宿根アスターは別名「孔雀アスター」とも呼ばれる、アスター属の植物です。一方、アスターはカリステフス属であるため、名前も分類も異なります。

なお、さまざまな花の形の品種をもつアスターと比べると、宿根アスターの花はフラットなものが目立ちます。

開花時期で区別する

アスターは6月頃から開花が始まり、お盆の時期が見頃です。宿根アスターが咲く頃には花が終わっています。宿根アスターは8~11月頃に開花し、秋の風景を彩ります。

一年草と多年草で比較する

アスターは一年草ですが、宿根アスターは「宿根草」に該当します。宿根草は多年草と混同されがちですが、特徴的な違いは球根です。宿根草は冬になると葉や茎を枯らしますが、地中の球根は無事です。

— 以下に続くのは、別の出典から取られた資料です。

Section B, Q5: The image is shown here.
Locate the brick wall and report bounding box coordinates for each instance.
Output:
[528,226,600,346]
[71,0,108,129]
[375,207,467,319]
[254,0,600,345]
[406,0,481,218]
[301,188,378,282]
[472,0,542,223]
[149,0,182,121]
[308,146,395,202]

春になり暖かくなると、球根の栄養をもとに再び成長を始めます。宿根草の栽培では、冬に宿根草の球根を掘り上げる場合もあれば、埋めたままにする場合もあります。

アスターの切り花を長持ちさせるコツ

仏花の切り花

アスターの花を花瓶に活ける際は、水質と茎の先端を清潔に保ちましょう。毎日水を交換し、容器を洗います。水替えの際には、傷んだ茎を切り戻してください。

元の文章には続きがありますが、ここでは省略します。